Wednesday, April 30, 2014

Failure Is Sometimes God's Plan Too

Have you ever worked so hard on something, did your best, went above and beyond and yet it didn't work out? You failed?

It happened to me yesterday. I still can't believe it.

If you've been reading, you know I'm on a quest (let's make it sound cooler then it is...) to become a paramedic. I'm currently (or was) enrolled in EMC 110 and was getting ready for my practicals and NREMT. Well, it's all changed.
I took a final yesterday that changed my whole timeline. It changed everything. I was just a couple of points away from getting the right score to participate in the practicals.
So I'm not getting certified this summer like I planned. I won't be an EMT this fall like I planned...
...and it's killing me.

I cried yesterday all the way home from class, up until bed, then when I woke up this morning. I just can't take it in. I worked, so, so hard this semester...for nothing? I neglected my friends and family, stayed home and studied, didn't participate in fun outings...I tried my very hardest and I still didn't make it. I prayed yesterday with my grandmother, and I realized something.

If I tried my very hardest and did everything I could, this must be God's plan. I wasn't meant to get certified this summer for some reason or another. I still don't get it, but I know God will show me the answer loud and clear and I'll know it when He does.
It's still hard to chew though.
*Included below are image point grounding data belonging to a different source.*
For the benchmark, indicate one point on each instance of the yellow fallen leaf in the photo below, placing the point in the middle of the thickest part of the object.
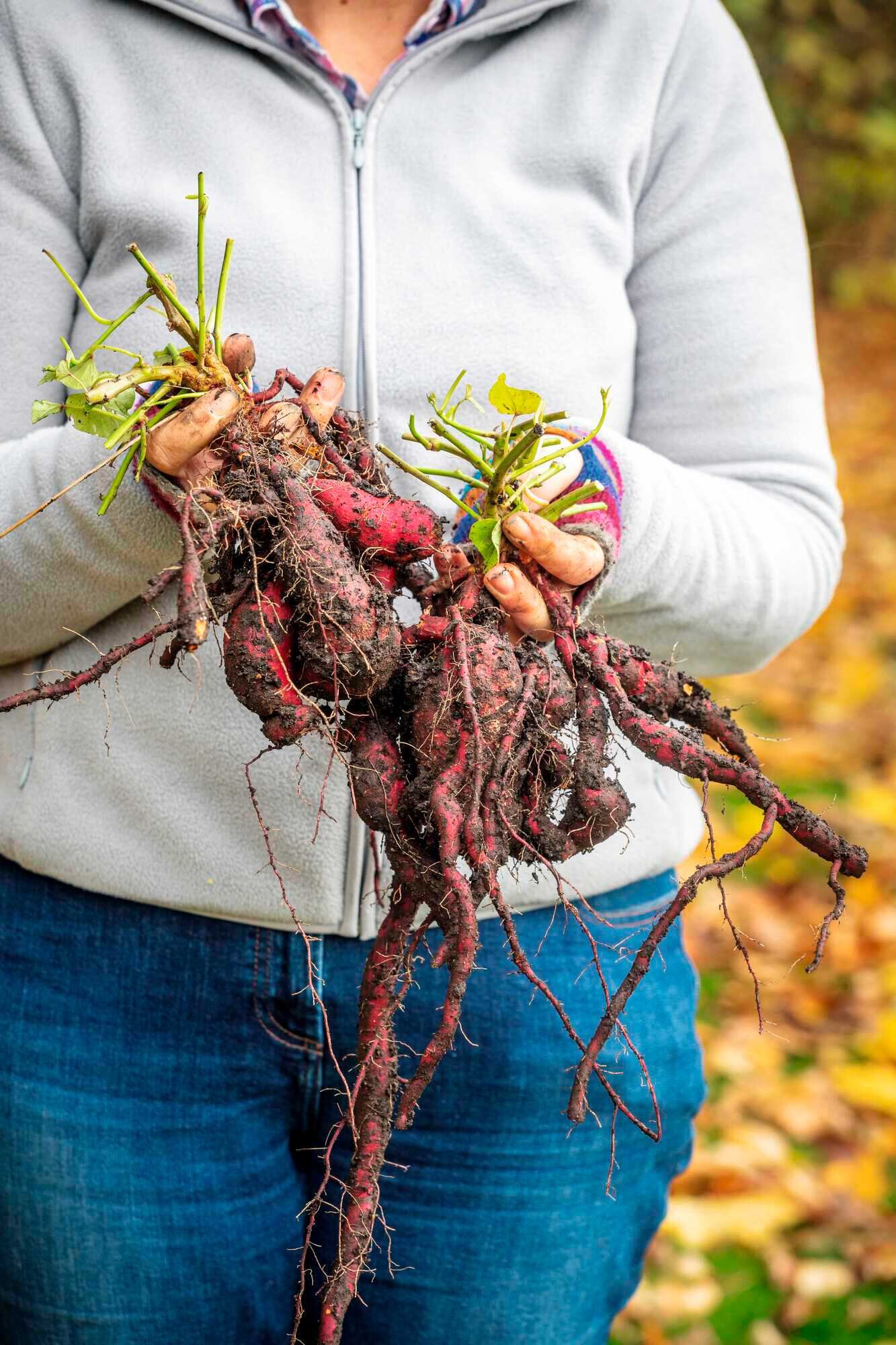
(865, 1176)
(822, 1280)
(881, 1043)
(748, 1219)
(866, 1086)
It's terrible, it's horrible...but I'm still trying to come to terms with how to thankful for what happened. I know there's an ultimate reason and God has protected me in some way...but its just so hard...because I worked so hard and I selfishly don't wanna let go of that.

I'm working on it though. Slowly.

I think another good cry and God's Word might help. Just please keep me in your prayers.